Marisa, qui a déposé plainte, n'a toujours pas retrouvé l'auteur de ce vandalisme. Néanmoins, elle et Nicolas gardent espoir et ont décidé de se relever avec le soutien de leurs amis et de leur famille.
« Là, on est en train d'enlever le petit plastique protecteur qui entoure la motte de l'olivier », explique Sabrina, une amie de la famille, qui aide à préparer le terrain. « Ensuite, on positionne les plans d’oliviers pendant que d'autres viennent les recouvrir. Nous sommes les petites mains avant les gros bras. »
Les « gros bras » en question sont ceux qui utilisent un enfonce-pieu thermique pour installer des tuteurs en bois dans le sol encore frais. « Pour éviter que des chevreuils et des lièvres ne mangent les jeunes oliviers, il est essentiel de les maintenir droits », précise Nicolas, qui a investi dans cet appareil, jugeant que la méthode traditionnelle était trop épuisante.
L'entraide et la solidarité sont bien plus fortes que cet acte
Pierre, un ami proche, évoque la première plantation et dit : « Je suis venu planter les oliviers avec mes enfants pour leur enseigner les valeurs de la nature. Cette destruction gratuite est incompréhensible ! » La situation a mobilisé des fonds par le biais d'une cagnotte en ligne qui a récolté plus de 10 000 euros pour racheter des plants d'oliviers provenant du Portugal, d'où est originaire Marisa.
« Ce projet est cher à mon cœur. La solidarité montre que nous n'abandonnerons pas malgré cet acte isolé », affirme Marisa. « Reconstruire, c'est une manière de leur prouver qu'ils ont tort. »

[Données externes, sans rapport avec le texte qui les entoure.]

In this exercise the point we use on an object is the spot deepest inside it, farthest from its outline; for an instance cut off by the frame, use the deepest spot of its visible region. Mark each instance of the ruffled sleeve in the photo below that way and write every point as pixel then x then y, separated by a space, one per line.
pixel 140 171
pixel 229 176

Bientôt une huile d'olive euroise ?
Deux associations de défense de la biodiversité, dont Cap au Vert, se sont également engagées dans cette belle initiative. Corinne, la présidente, confie : « Nous voulons soutenir la biodiversité et participer à cette plantation, même en Normandie cela semble inusité. »
Quant à l'avenir, Marisa espère produire une huile d'olive 100 % euroise. « C'est mon objectif. » Pourtant, les oliviers demandent du temps. Ils mettront cinq à sept ans pour donner leurs premiers fruits.